I’m particularly pleased to be here today. For those of you who live on the east coast, I know you are pleased to be here as well. Last week, Washington was hit with one of the worst blizzards in its history. We’re all still digging out, and so it’s nice to be near a beach where you can shovel sand, rather than be at home shoveling snow.
I always enjoy meeting with commercial end-users of the derivatives markets. Most Americans don’t participate in these markets. And as a result, these markets, and the work of the CFTC, is not always well understood.
But you understand the importance of these markets – which help companies such as yours manage routine commercial risk.
You understand that the derivatives markets impact the lives of almost every American – by shaping the prices we all pay for food, energy, and many other goods and services. They enable farmers to lock in a price for their crops, utilities to manage their fuel cost, and manufacturers to hedge the price of industrial metals. They enable exporters to hedge foreign exchange risk and businesses of all types to lock in borrowing costs.
Certain types of derivatives did intensify the global economic crisis, which caused trillions of dollars in losses to our economy and to American families. We must never forget the toll inflicted on millions of individuals during that time. But we also must remember that commercial end-users were not the cause of that crisis, and should not bear the burdens of reforms designed to rein in systemic risk.
As a result, since I took office, I and my colleagues, Commissioners Giancarlo and Bowen, have all expressed our commitment to protecting commercial end-users from overly onerous regulatory burdens. And since that time, we have made significant progress.
So, today I’d like to discuss some of the recent actions we have taken – in areas such as recordkeeping requirements, margin requirements for uncleared swaps and in other areas. Then I’d like to discuss some of the issues on our agenda for the first part of 2016 that may be of interest to you.

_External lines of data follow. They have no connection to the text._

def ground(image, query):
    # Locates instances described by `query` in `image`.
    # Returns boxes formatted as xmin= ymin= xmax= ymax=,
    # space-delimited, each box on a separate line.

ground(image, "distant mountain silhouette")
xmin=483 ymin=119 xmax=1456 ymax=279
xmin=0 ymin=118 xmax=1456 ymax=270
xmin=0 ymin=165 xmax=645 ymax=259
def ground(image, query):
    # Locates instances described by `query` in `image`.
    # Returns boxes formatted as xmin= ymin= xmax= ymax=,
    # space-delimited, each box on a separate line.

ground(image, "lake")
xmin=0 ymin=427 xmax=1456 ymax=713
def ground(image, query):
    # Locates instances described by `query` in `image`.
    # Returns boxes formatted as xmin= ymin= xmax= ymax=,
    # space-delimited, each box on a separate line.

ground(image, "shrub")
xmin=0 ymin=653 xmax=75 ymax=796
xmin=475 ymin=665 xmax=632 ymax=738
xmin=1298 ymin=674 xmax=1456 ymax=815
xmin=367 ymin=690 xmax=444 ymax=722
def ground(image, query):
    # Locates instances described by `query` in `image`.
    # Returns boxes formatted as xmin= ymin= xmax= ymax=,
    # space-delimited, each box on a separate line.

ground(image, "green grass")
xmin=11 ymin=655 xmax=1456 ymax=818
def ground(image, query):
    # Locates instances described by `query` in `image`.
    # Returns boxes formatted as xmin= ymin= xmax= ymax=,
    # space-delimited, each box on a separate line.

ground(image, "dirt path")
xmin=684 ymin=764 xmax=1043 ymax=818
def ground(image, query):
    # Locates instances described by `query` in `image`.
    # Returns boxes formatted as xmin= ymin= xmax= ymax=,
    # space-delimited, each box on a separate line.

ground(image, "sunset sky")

Simplifying Recordkeeping Requirements
So let me start with some recent actions. First, the Commission recently acted to help ease reporting burdens for commercial participants. In mid-December, we adopted significant changes to a rule that will reduce recordkeeping obligations for commercial end-users. This final rule, unanimously approved by the Commission, amends recordkeeping requirements set forth under Commission Regulation 1.35. First implemented in 1948, this regulation requires various types of market participants to keep written and oral records of their commodity interest and related cash or forward transactions. It is very important to our efforts to ensure our markets are strong, transparent, and operate free of fraud and manipulation.
Last month, we revised the rule so that members of exchanges and swap execution facilities not registered with the Commission— such as end-users — do not have to keep pre-trade communications or text messages. Further, we have simplified the requirements for keeping records of final transactions. The amended rule also states that commodity trading advisors do not have to record oral communications regarding their transactions.
The rule changes help strike an appropriate balance between the costs of recordkeeping and the benefits to market oversight. It will help ensure that businesses, farmers and ranchers that depend on the derivatives markets are able to continue using them effectively and efficiently. I know these changes are important to many of you. I want to thank all of you who commented on the proposed rule; your input was very helpful.